Experimental Investigations Using Computer Vision for Debris Motion Generated by Solitary Waves

Abstract

A tsunami created by the momentary release of a large amount of energy accumulated in the ocean crust destroys coastal structures and generates considerable debris, posing a serious threat to coastal communities. Hence, understanding the movement characteristics of drifting attributed to tsunamis for coastal disaster prevention is necessary. In this study, a color-based Debris mOtion Tracking (DOT) model is developed to understand the behavioral characteristics of drifting caused by solitary waves.
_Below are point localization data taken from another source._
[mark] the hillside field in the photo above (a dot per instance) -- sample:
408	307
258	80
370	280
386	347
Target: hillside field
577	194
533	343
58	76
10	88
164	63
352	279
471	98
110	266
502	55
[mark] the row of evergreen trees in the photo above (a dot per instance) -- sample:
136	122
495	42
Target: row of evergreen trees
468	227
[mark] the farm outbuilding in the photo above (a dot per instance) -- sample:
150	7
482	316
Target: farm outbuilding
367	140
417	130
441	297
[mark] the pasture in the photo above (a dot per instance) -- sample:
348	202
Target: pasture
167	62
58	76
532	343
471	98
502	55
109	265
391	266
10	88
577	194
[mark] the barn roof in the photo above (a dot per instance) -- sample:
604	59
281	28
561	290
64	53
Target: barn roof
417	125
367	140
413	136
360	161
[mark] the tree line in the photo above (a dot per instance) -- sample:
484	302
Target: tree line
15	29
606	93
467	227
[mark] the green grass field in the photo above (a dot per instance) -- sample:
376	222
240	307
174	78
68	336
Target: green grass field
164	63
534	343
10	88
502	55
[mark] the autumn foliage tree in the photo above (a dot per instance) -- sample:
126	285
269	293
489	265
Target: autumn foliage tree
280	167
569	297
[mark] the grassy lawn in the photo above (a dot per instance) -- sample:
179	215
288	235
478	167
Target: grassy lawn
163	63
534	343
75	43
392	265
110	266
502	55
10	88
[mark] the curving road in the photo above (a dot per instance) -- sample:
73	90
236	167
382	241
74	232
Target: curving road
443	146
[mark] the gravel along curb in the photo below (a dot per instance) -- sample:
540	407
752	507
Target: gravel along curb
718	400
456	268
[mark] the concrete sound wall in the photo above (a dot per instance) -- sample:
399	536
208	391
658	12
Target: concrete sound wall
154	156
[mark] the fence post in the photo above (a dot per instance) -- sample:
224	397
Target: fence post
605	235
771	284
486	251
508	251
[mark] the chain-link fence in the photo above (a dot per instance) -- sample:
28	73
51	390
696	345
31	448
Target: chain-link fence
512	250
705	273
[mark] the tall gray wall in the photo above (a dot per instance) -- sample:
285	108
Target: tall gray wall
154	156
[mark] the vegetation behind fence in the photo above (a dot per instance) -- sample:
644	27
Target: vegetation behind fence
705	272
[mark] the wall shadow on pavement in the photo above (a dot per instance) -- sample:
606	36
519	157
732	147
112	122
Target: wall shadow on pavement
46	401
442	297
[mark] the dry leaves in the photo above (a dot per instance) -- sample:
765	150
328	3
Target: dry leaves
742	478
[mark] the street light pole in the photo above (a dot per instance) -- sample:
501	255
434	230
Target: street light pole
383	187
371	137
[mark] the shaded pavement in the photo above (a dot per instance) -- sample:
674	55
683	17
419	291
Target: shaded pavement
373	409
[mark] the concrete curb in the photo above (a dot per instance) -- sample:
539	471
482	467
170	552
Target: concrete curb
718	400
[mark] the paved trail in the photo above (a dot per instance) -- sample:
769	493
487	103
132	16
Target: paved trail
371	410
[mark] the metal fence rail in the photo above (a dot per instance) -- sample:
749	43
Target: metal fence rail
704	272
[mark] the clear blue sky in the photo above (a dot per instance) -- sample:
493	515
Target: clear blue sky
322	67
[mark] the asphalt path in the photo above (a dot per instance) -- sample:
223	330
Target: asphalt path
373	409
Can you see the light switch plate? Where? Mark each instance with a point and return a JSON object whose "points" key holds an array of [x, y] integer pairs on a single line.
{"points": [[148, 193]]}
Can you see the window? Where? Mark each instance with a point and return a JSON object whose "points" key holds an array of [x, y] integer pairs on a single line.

The behavioral characteristics of drifting are analyzed quantitatively based on the weight of the debris, scale of solitary waves, and revetment type, which have not been considered previously. The DOT model tracks the drifting behavior more accurately than the existing commercial programs. In a laboratory experiment, the kinetic energy, and maximum debris velocity increase with an increase in the magnitude of solitary waves. An analysis of the drifting characteristics based on revetment type reveals that the initial acceleration of drifting in the wave absorbing revetment (WAR) is higher than that in the vertical revetment (VR). Velocities of vertical and horizontal flow develop in VR and WAR, respectively, and thus the momentum flux acted more strongly. Further, overtopping the wave characteristics based on the revetment type determines the drifting behavior.